Частота РН в мире в настоящее время колеблется в очень широких пределах: от 6-25% в странах Западной Европы и Северной Америки до 55-65% в странах с развивающейся экономикой. По данным зарубежных авторов, частота РН среди детей группы риска составляет 27,3% во Франции [12], 19,7% в Италии [24], 23% в Турции [22], 38,9% в Кувейте [25], 55% в Румынии [23], 11,8% в Китае [26], 53% в Бразилии [13], 30% в Иране [15], 29,5% в Непале [18].

По данным статистического исследования по лечебно-профилактическим учреждениям г. Москвы, частота РН в 2007-2010 гг. составила 34,7% среди обследованных детей, рожденных до 3-й недели гестации. Тяжелые формы РН, при которых потенциально могла возникнуть или возникла необходимость в коагуляции сетчатки, развились у 22,5% детей, из них задняя агрессивная РН выявлялась в 6,3% случаев [3].

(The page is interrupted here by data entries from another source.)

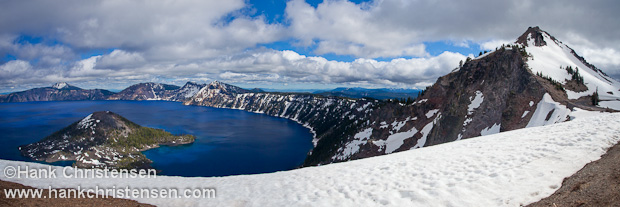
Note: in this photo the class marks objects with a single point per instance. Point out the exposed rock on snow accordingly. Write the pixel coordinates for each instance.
(506, 169)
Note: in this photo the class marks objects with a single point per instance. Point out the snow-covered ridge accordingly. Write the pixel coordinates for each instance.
(552, 59)
(60, 85)
(507, 169)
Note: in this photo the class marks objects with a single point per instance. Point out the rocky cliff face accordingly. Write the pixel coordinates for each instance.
(59, 92)
(329, 118)
(102, 140)
(145, 91)
(536, 81)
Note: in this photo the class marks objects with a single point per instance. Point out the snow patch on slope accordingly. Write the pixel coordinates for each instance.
(491, 130)
(548, 112)
(475, 102)
(354, 145)
(610, 104)
(512, 168)
(548, 60)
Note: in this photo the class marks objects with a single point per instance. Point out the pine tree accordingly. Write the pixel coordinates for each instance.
(595, 99)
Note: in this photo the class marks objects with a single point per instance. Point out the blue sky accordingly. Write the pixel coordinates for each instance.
(292, 44)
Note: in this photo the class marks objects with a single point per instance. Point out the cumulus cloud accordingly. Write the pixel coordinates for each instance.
(394, 28)
(207, 40)
(168, 30)
(120, 59)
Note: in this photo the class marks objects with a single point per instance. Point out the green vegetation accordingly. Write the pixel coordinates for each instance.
(594, 98)
(555, 83)
(574, 74)
(144, 136)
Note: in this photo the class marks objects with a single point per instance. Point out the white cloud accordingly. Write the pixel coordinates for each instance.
(14, 69)
(206, 40)
(169, 30)
(120, 59)
(494, 44)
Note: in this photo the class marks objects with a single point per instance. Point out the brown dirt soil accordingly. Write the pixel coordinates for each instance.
(596, 184)
(58, 201)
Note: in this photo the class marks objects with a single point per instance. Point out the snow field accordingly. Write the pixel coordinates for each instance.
(506, 169)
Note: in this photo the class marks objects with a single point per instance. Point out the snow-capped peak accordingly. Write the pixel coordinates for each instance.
(60, 85)
(552, 58)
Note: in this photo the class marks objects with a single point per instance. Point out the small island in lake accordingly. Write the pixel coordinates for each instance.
(103, 140)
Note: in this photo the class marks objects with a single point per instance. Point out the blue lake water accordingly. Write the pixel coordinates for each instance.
(228, 142)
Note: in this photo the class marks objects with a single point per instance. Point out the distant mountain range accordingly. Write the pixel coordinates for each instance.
(379, 93)
(535, 81)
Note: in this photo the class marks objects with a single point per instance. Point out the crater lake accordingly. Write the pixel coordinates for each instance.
(228, 141)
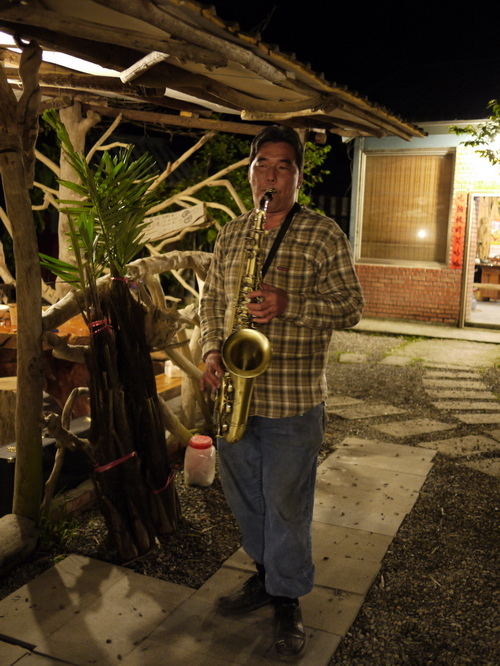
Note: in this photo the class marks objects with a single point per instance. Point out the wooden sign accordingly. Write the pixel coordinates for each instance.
(169, 224)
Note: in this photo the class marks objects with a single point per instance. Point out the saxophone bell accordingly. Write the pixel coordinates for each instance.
(246, 352)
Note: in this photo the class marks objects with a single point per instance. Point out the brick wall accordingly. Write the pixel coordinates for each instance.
(417, 294)
(432, 294)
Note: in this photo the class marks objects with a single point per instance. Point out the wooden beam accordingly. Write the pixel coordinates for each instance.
(177, 121)
(160, 18)
(98, 32)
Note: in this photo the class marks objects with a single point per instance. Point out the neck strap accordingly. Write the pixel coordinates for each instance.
(279, 237)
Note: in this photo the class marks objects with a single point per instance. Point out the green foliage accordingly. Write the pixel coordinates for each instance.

Современные представления о патогенезе РН сводятся к признанию мультифакторности ее происхождения. В настоящее время к числу наиболее значимых факторов риска развития РН относят малый срок гестации и низкую массу тела при рождении [7, 13-15, 19, 22, 24, 25]. В России группу риска по возникновению РН составляют дети со сроком гестации до 35 нед и массой при рождении <2000 г [9], тогда как в странах Западной Европы, США и Японии - недоношенные дети с гестационным возрастом (ГВ) <32 нед и массой тела при рождении <1500 г [12, 24]. В последние годы все статистические исследования в данных странах проводятся в группах детей с ГВ 27 нед и менее [11, 14].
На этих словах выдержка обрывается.